Reference: this problem was from some real-life cases, for example, it is the final step of amazon’s collaborative filter about ‘people bought this also bought’ after calculated all probability combinations (here this problem uses distance, and amazon using division). Another example is the spelling corrector which needs to find the closest-spelling words from a big dictionary where the distance is defined by edit-distance. A real spelling corrector is much more tricky on the data structure. Here I just simplified the edit-distance to position difference. PS: google’s spelling correction using bayesian models instead of edit-distance.

2-D Facebook (difficulty: hard, problem solving + algorithm)

Since you have solved 1-D Facebook, a 2-D world Facebook company, ‘flat-land.com’, wants to hire you and make the same program for 2-D people, where each people, with position x and y, can see left/right and up-down, and then find 4 closest friends. Surely, it does not have to be up-friend, down-friend etc, any direction is OK.

Reference: this is a real Facebook problem (not interview, no time limit), called ‘small world’ from Facebook Puzzle (this webpage is taken down by Facebook).

DVD Auto-classification (difficulty: medium, problem solving + machine learning)

A DVD-rent company wants to beat Netflix, so they want to build a smart machine learning algorithm to auto-classify DVD movies rather than manually labeling all movies. Fortunately, they only host romantic movies and action movies, so things are easier than those in Netflix. They observed one thing that, in romantic movies, people kiss a lot; in action movies, people fight a lot, but romantic movies can have fights too. Can you use this information to build a classifier which can tell if a new movie is action or romantic?

Reference: From the book ‘Machine Learning in action’. It is also from a real-life problem from my current project, but I simplified it to numerical features.
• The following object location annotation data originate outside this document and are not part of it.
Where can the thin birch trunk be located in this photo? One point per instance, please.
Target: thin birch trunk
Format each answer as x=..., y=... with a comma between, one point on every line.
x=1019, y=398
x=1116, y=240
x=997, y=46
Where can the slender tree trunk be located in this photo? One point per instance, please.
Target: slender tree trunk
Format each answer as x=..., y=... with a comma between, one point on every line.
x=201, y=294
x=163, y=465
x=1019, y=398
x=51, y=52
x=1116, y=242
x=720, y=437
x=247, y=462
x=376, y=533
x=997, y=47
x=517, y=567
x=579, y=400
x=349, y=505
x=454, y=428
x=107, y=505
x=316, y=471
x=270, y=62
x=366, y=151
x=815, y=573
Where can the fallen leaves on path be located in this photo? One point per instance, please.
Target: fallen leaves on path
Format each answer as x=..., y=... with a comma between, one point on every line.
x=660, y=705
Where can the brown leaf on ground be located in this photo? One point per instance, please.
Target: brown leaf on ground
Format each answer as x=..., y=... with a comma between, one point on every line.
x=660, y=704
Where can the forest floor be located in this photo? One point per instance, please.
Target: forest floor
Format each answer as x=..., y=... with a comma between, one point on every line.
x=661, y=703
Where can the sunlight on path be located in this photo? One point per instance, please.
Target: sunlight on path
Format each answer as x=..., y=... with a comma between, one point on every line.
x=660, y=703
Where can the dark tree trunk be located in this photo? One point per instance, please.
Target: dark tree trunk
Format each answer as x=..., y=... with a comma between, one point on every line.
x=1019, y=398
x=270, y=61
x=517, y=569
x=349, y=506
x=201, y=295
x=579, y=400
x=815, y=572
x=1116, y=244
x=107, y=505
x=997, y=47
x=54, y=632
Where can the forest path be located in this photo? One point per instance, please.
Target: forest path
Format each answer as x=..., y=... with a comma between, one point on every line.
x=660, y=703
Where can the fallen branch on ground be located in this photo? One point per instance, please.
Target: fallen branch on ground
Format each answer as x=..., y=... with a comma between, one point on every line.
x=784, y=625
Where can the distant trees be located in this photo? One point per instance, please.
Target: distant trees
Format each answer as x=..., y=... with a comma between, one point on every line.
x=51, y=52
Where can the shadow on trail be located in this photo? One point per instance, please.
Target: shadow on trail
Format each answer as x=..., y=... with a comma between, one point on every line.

Super long feature similarity (difficulty: medium-hard, programming+machine learning)

Some machine learning models produced list of features for two soft drinks, for example, value of the content of sugar etc. One wants to compare the similarity of these two drinks using machine learning, how? (Interviewee should answer cosine similarity or dot-product or some other distance functions to compare two feature vectors).
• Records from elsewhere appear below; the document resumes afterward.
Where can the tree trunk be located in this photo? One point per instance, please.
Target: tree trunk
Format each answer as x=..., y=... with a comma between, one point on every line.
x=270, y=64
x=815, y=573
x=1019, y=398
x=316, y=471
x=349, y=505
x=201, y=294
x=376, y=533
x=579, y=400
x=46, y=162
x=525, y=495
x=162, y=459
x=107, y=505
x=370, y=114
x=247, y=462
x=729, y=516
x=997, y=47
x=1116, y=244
Let’s take cosine similarity for example. Now, the real situation is that, there are millions of features from machine learning models, and some drinks may miss many features, in the other words, the feature is very sparse. So, if we want to compare two drinks with sparse features, where one drink can have many features that the other drink does not have. Do we really need to multiple each feature for these many zero values?

Calculate square-root of integer N. (difficulty: medium-hard. Numerical methods and programming)

This question can have some variations:

  • (easy) How to tell if an integer N is a perfect square number (N=k*k where k is an integer).
  • (medium) Given a very large integer N, and the number m where m*m<=N and (m+1)*(m+1)>N.
  • (hard, needs hint) How to determine a number is a Fibonacci number? The hint should be given by the interviewer: a Fibonacci number can be represented either in 5*N**2+4 or 5*N**2 -4, so simply to test if this number plus/minus 4 divided by 5 is a perfect square number.
  • (medium-hard) How to determine a number is summation of two perfect square numbers?

What if N is very large, and one can not build a table of square numbers?

Essay-copying (difficulty: medium-hard, NLP, machine learning, modeling)

In the final test of the university, the professor received 200 essays from students, about 1000 words each. Badly, he found some students were copying other people’s essays. But these students were smart: they did not copy the entire essay, maybe change words in some sentences, may copy from 2-3 other persons (but surely, they do not copy from all the other 200 students, no enough time 🙂 ). Please build a machine learning system to help professor find these bad students.

Reference: clustering using nature language processing is very important in the real life. This is an example.